Auf dem Gelände in der Rödgener Landstraße in Eilenburg bestand bereits seit den 1950er Jahren ein Ensemble mehrerer Heime. Darunter befanden sich das Spezialkinderheim „Ernst Schneller“, das 1953 eingerichtet wurde, und ab 1954 ein dazugehöriger Jugendwerkhof. Mit einer kurzen Unterbrechung in den Jahren 1964/65 wurde das Spezialkinderheim bis 1990 genutzt.
Ein weiteres Spezialkinderheim in Eilenburg namens „Ernst Thälmann“ lag in der Halleschen Straße und war für die damals so genannten „Hilfsschüler“ vorgesehen.
Der Gebäudekomplex in der Rödgener Landstraße wurde als Landeserziehungsheim für gefährdete schulentlassene Mädchen von 1926 bis 1928 gebaut und bis 1935 auch als solches genutzt. Von 1935 bis 1945 fand es zudem auch als Reserve-Lazarett, Seniorenheim und Lehrerseminar Anwendung. Ab 1945 diente der Gebäudekomplex teilweise als Krankenhaus.
1947 übernahm Kurt Domann das Heim, unter dessen Leitung dieses zu einem Landesaufnahme- und Beobachtungsheim für 100 Kinder und 90 schulentlassene Mädchen wurde. 1949 erhielt das Heim den Namen „Ernst Schneller“.

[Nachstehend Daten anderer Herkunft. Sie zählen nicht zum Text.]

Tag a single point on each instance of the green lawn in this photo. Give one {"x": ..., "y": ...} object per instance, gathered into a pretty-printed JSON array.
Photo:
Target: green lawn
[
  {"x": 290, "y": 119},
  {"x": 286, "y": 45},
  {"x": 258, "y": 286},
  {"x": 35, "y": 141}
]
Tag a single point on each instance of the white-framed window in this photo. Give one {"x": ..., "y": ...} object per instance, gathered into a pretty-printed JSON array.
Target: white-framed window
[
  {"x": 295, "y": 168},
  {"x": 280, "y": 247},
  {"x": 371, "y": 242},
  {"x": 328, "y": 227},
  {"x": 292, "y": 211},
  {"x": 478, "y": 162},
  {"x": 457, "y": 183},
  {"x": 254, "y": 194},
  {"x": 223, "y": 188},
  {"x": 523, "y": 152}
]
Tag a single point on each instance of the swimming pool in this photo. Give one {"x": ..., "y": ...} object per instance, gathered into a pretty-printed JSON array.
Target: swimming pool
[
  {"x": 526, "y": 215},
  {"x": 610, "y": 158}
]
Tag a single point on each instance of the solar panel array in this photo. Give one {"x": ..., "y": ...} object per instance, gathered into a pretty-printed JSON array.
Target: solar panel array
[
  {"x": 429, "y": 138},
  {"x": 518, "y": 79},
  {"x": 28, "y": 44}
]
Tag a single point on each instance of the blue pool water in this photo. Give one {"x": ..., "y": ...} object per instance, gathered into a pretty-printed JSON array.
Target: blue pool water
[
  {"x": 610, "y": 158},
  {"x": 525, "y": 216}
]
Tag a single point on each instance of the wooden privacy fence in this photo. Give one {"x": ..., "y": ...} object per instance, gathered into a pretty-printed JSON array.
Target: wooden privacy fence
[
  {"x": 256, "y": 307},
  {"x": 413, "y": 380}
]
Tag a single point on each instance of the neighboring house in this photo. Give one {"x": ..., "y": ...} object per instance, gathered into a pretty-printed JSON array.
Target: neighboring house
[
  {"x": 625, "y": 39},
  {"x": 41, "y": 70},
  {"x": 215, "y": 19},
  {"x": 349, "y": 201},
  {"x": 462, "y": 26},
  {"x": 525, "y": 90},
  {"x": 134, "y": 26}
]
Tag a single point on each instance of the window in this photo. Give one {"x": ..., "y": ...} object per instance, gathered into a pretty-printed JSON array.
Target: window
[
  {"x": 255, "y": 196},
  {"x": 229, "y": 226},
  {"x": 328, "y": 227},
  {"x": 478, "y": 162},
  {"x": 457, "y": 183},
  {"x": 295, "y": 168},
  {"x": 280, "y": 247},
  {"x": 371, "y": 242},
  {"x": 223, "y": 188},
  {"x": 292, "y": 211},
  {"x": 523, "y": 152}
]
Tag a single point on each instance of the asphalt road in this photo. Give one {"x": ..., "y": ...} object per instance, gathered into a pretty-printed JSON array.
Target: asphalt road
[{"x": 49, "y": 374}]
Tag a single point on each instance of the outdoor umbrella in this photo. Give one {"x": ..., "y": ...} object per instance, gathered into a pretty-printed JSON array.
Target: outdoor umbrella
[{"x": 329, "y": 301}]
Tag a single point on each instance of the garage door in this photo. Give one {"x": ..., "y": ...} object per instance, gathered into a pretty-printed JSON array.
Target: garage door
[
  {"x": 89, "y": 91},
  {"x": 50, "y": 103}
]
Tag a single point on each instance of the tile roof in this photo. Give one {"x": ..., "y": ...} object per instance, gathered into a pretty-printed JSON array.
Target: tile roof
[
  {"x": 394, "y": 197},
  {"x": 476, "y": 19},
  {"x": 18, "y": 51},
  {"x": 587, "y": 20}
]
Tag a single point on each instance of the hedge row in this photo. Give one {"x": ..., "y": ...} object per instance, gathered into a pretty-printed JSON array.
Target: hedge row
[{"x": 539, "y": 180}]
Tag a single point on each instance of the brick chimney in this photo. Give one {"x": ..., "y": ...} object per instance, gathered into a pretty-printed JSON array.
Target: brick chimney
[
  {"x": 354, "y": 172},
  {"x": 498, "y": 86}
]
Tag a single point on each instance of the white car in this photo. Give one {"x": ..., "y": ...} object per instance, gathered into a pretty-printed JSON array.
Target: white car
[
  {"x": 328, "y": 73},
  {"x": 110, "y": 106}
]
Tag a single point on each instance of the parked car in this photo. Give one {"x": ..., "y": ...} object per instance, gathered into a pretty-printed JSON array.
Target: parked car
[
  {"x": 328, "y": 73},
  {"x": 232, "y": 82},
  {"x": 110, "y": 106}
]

Am 01.01. 1953 wird das Eilenburger Heim in das Spezialkinderheim mit 210 Plätzen für „schwer erziehbare“ Kinder und Jugendliche sowie in das Jugendwohnheim für 40 schulentlassene Mädchen »Ernst-Schneller« umgewandelt. Auch hier orientierte sich die Erziehungspraxis am Leitbild der Arbeits- und Kollektiverziehung des sowjetischen Pädagogen A.S. Makarenko.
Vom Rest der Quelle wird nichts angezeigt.